Su Greta Thunberg si è scritto molto e si è detto molto, ma non tutto è stato raccontato. A colmare i dettagli della sua storia è il documentario I am Greta – Una forza della natura, un lungometraggio di 90 minuti circa, dedicato al suo attivismo contro l’inquinamento del pianeta, diretto da Nathan Grossman, prodotto da Koch Media on demand a partire da sabato 14 novembre sulle piattaforme digitali Sky Primafila, Google Play, Infinity, Tim Vision, Chili, Rakuten Tv, oltre a MioCinema e IoRestoInSala.
Osannata da molti e criticata da altri di essere manipolata dalla sinistra ambientalista e dal padre che puntualmente la accompagna nel video e nella vita, Greta conferma di essere una ragazzina adolescente consapevole di avere la sindrome di Asperger che lei vive come una opportunità. È lei stessa a precisare in un’intervista al giornalista italiano, in un passaggio del documentario, che lei non “soffre della sindrome”, ma che “ha quella sindrome”. Sa bene che a questo deve la sua ostinazione, compresa quella per la battaglia a difesa dell’ambiente; arriva a pensare – ironicamente e paradossalmente – che forse sarebbe meglio che tutte le persone avessero un po’ di Asperger.
I am Greta è ricco di dettagli della sua vita privata, dal rapporto speciale che lei instaura con i suoi animali domestici – con uno scambio di sguardi fra lei e il suo cavallo estremamente toccante al pari degli abbracci con il cane – fino alle sue impuntature nei momenti in cui si rifiuta di mangiare e alla sua ossessione per il perfezionismo.
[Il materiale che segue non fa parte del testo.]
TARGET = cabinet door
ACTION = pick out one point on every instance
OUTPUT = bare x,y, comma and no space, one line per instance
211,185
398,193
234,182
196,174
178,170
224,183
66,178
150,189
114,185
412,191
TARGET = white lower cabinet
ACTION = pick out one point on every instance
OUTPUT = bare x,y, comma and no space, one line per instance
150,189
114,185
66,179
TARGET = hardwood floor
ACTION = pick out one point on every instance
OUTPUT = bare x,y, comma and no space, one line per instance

Neanche una goccia di impasto deve rimanere attaccata alla paletta quando prepara il dolce con la mamma e non ammette errore di alcun genere nel suo discorso che prepara in inglese per i grandi eventi internazionali, nonostante il padre le ricordi costantemente che tanto è un discorso da leggere e quindi nessuno si accorgerebbe dell’ortografia non perfetta.
Insofferente all’ostentazione del potere e a disagio nei Palazzi ricchi e sfarzosi dei capi di Stato e di Governo e delle Organizzazioni e Istituzioni internazionali, Greta si presenta sempre nel modo in cui è: una ragazzina semplice con i capelli intrecciati, che indossa camicie, pantaloni e scarponcini.
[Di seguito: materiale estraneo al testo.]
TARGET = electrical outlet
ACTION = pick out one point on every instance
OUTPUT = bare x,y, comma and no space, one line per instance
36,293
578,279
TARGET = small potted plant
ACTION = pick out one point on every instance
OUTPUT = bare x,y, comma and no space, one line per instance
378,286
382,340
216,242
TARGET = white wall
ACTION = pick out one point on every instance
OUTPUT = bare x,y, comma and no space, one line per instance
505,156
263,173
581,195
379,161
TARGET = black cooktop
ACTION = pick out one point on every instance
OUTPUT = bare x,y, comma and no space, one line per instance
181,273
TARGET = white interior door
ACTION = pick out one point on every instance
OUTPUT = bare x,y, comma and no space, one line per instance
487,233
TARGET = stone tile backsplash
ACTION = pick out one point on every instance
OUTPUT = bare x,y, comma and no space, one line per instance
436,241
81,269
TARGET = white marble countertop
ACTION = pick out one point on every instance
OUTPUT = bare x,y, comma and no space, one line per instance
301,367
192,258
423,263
Greta Thunberg è stata seguita dalla telecamera di I am Greta sin dall’inizio degli scioperi individuali davanti al parlamento svedese prima delle elezioni politiche del 2018, fino al viaggio nella barca a vela prestatale da Pierre Casiraghi per andare in transoceanica a New York a rimproverare i potenti del mondo per le loro “parole vuote”. Il successo le arriva senza cercarlo, semplicemente reiterando all’infinito i suoi messaggi.
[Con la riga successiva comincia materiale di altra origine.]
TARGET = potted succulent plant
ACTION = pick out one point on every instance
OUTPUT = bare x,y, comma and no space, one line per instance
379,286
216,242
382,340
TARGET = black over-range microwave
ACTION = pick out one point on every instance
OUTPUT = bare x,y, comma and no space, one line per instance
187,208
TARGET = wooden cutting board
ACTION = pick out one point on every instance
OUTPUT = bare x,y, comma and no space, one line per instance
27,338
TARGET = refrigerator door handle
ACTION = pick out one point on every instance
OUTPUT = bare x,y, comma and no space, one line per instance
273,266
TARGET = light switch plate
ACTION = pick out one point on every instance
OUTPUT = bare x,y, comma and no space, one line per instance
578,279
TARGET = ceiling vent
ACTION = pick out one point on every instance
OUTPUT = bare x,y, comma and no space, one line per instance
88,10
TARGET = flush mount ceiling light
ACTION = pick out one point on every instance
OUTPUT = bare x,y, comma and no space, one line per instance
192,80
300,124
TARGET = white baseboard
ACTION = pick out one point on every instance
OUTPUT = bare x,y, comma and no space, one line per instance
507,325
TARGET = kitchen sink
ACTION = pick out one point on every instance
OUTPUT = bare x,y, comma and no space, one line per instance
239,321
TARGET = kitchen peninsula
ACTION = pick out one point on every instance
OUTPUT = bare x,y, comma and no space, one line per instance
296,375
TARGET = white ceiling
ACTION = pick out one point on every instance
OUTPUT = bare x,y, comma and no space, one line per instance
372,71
Il documentario non risparmia i momenti di crisi della Greta eroina, così appellata dai suoi coetanei pronti a scendere nelle piazze di tutto il mondo a sostegno suo e della causa ambientalista. Uno di quelli più forti lo vive proprio durante la traversata in mare verso gli Stati Uniti quando, afflitta, ammette a se stessa sul suo diario vocale: “Questo è troppo, non ce la faccio da sola” per dimostrarsi pienamente in grado di superare il punto di svolta e affrontare a brutto muso e con le lacrime agli occhi un’intera platea, quella dell’Onu, di politici e governanti che hanno in mani le chiavi del Mondo.
Lasciata al racconto e all’immaginazione degli spettatori di I am Greta è invece la crisi ancora più profonda vissuta subito dopo aver approfondito, con la visione di un film a scuola, i danni causati dal surriscaldamento globale dovuto alle emissioni eccessive di anidrite carbonica. È stato uno shock che l’ha portata a un mutismo e a un digiuno per alcuni anni, dal quale è venuta fuori lentamente e che le ha dato la forza di avviare la lotta che i mass media – social e non social, digitali e tradizionali – hanno saputo raccontare.